This is nice, but it kind of misses the point of using JSON. The attractive part of using JSON is that it allows you to add new attributes without having to do ALTER TABLE. But it turns out you have to define an extra (virtual) column anyway, if you want to search JSON fields with the help of an index.
But you don't have to define virtual columns and indexes for every field in the JSON document—only those you want to search or sort on. There could be other attributes in the JSON that you only need to extract in the select-list like the following:
SELECT JSON_EXTRACT(data, '$.series') AS series FROM t1
WHERE <other conditions>
I would generally say that this is the best way to use JSON in MySQL. Only in the select-list.

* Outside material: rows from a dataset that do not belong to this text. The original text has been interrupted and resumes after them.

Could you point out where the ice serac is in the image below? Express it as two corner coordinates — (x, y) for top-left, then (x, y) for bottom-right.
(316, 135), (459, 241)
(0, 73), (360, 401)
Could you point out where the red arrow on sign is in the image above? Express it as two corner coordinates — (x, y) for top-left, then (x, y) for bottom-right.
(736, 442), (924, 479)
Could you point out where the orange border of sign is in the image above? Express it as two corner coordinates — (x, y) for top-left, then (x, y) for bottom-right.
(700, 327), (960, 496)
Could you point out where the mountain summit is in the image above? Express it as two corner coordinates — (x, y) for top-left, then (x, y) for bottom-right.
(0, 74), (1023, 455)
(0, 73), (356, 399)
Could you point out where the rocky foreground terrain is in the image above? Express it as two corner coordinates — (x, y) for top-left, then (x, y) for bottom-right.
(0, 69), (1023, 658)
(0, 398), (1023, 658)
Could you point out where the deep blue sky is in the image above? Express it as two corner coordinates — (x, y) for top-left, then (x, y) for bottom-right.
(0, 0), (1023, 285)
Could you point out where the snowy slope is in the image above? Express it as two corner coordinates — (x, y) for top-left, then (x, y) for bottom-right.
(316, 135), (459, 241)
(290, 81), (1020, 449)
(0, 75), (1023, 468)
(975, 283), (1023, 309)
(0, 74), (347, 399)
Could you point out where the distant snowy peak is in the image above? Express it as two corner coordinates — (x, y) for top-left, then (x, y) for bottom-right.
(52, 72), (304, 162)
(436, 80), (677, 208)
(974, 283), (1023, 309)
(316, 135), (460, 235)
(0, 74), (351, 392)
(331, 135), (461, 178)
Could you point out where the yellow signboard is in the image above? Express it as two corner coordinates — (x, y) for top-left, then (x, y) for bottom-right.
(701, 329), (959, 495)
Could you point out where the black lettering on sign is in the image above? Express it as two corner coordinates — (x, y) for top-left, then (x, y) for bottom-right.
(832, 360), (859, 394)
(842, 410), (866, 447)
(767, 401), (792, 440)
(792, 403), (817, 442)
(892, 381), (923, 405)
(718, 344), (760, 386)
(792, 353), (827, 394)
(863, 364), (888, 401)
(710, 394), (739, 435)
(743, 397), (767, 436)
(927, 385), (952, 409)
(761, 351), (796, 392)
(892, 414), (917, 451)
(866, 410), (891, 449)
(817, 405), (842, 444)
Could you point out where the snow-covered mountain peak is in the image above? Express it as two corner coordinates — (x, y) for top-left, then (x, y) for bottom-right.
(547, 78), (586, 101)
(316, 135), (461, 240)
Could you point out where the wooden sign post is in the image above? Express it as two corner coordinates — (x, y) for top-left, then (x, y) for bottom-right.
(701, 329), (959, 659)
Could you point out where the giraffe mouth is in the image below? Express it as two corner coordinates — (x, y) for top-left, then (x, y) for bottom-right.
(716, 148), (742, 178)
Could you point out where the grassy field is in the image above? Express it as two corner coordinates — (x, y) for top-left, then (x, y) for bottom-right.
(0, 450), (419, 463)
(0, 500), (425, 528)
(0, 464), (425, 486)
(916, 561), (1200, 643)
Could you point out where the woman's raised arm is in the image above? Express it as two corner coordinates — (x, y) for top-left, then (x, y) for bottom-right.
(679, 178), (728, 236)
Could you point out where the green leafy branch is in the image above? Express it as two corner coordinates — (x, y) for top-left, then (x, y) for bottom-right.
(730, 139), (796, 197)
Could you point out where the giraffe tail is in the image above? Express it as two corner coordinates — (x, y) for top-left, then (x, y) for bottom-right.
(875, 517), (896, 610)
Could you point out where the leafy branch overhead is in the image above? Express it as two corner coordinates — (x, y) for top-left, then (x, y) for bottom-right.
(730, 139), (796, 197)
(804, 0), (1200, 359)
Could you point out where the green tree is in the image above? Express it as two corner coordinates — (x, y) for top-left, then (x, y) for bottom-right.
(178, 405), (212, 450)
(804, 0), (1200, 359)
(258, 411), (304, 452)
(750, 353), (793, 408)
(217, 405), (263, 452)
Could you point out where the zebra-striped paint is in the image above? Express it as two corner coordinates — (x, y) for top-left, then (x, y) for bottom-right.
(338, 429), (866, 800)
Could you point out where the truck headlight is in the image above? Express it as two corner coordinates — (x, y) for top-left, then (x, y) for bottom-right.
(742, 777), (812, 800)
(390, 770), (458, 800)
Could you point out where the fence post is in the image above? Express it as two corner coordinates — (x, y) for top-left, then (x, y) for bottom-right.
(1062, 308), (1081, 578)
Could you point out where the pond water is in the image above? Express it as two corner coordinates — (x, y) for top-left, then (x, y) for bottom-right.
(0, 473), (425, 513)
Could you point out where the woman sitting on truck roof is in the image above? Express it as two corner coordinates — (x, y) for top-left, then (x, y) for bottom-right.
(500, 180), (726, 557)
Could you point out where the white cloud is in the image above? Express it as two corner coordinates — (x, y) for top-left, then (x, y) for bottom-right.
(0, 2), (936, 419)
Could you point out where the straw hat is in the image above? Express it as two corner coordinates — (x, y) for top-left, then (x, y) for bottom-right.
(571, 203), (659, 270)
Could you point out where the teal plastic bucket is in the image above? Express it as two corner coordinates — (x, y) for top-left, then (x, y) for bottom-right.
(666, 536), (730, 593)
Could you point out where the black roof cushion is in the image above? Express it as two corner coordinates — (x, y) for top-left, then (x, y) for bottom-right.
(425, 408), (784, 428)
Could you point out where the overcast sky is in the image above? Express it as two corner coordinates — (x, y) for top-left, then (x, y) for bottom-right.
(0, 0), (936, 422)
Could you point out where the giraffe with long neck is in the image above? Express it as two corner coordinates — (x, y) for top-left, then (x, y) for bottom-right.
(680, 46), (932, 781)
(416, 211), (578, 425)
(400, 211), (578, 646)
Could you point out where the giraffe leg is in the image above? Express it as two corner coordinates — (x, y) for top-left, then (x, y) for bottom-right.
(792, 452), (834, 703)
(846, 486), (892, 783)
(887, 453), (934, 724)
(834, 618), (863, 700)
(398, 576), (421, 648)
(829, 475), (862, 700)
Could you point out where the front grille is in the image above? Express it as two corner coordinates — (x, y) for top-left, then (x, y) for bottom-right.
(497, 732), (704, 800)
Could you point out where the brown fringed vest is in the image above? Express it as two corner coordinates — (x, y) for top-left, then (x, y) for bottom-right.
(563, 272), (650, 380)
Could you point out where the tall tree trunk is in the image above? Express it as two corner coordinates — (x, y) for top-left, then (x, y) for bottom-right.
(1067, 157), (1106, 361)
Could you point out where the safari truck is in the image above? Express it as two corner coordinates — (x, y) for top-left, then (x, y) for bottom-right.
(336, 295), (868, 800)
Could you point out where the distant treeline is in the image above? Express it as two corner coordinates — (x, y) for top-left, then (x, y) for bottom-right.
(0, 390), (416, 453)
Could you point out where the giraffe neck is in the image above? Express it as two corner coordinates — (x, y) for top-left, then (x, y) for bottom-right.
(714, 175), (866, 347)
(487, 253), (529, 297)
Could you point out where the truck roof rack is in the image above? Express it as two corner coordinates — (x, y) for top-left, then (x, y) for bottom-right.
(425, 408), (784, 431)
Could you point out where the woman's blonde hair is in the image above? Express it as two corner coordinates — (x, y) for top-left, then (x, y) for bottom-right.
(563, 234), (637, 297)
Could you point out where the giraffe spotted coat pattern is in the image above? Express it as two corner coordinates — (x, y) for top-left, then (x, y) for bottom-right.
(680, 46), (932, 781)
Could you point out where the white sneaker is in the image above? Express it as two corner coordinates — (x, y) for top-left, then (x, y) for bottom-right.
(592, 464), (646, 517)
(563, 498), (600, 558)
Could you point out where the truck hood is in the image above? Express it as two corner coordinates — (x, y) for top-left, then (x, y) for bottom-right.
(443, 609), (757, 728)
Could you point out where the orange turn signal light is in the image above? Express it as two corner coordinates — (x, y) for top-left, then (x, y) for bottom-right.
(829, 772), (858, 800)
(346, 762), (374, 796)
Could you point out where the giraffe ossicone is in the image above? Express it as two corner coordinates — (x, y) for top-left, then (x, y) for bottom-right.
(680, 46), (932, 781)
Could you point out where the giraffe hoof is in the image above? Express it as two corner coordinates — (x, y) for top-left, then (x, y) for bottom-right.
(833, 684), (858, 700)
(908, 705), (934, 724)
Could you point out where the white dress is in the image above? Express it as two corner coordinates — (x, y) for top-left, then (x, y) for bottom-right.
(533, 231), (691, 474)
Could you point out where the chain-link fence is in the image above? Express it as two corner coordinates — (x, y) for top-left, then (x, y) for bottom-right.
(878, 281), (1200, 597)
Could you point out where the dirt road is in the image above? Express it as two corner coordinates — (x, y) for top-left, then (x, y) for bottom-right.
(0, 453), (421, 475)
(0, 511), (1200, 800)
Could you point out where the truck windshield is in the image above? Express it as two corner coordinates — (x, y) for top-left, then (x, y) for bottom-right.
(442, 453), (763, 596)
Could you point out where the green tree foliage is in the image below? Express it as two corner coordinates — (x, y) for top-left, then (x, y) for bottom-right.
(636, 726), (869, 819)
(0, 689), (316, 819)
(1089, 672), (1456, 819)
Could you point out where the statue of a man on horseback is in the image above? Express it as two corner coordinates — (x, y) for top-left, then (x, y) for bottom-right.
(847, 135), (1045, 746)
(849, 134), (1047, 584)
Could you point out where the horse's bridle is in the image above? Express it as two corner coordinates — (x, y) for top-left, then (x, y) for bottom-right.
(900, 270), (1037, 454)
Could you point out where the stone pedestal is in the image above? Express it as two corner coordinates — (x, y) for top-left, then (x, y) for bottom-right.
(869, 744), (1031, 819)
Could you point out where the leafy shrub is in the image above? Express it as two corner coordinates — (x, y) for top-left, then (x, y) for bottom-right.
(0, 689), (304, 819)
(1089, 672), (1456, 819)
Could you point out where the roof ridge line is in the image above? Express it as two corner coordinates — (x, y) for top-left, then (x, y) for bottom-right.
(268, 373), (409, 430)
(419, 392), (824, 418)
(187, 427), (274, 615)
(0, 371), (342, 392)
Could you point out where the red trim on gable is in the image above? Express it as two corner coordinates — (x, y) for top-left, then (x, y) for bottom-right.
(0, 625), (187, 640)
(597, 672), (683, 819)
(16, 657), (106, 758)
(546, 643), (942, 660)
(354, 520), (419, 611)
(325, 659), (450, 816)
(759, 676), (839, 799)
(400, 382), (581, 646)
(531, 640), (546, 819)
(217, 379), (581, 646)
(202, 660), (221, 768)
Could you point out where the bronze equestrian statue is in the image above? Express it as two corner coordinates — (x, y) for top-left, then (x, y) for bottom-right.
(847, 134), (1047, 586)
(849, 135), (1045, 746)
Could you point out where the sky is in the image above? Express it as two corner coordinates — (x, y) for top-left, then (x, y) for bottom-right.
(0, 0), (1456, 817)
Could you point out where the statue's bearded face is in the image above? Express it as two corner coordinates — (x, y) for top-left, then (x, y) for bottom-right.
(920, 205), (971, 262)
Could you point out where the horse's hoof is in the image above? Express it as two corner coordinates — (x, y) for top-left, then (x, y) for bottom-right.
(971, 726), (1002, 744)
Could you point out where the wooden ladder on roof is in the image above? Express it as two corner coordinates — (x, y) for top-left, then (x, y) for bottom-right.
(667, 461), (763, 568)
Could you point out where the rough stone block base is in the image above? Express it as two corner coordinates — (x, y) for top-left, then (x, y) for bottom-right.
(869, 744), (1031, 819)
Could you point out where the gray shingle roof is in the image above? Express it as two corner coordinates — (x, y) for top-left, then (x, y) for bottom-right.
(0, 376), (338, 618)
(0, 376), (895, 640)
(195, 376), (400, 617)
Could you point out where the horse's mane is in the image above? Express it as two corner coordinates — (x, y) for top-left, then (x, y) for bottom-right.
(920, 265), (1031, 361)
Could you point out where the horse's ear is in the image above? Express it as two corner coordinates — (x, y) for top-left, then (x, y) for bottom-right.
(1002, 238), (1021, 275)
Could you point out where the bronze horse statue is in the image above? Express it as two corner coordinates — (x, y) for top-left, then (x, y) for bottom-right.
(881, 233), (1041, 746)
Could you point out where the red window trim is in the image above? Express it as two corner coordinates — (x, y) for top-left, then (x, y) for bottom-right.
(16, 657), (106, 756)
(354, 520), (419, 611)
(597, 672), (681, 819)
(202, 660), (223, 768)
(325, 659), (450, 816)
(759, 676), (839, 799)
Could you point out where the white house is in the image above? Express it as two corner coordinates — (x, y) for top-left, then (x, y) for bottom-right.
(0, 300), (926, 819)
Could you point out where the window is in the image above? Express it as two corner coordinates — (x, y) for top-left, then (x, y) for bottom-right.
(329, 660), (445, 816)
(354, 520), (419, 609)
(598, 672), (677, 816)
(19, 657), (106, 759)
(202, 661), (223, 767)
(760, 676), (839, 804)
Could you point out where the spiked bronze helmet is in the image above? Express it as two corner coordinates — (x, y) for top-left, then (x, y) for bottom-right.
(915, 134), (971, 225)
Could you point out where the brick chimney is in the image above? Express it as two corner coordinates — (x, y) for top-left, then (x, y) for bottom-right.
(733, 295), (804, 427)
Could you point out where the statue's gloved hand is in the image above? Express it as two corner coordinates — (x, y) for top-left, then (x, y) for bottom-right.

When you reference columns in other clauses (JOIN, WHERE, GROUP BY, HAVING, ORDER BY), it's more efficient to use conventional columns, not fields within JSON documents.
I presented a talk called How to Use JSON in MySQL Wrong at the Percona Live conference in April 2018. I'll update and repeat the talk at Oracle Code One in the fall.
There are other issues with JSON. For example, in my tests it required 2-3 times as much storage space for JSON documents compared to conventional columns storing the same data.
MySQL is promoting their new JSON capabilities aggressively, largely to dissuade people against migrating to MongoDB. But document-oriented data storage like MongoDB is fundamentally a non-relational way of organizing data. It's different from relational. I'm not saying one is better than the other, it's just a different technique, suited to different types of queries.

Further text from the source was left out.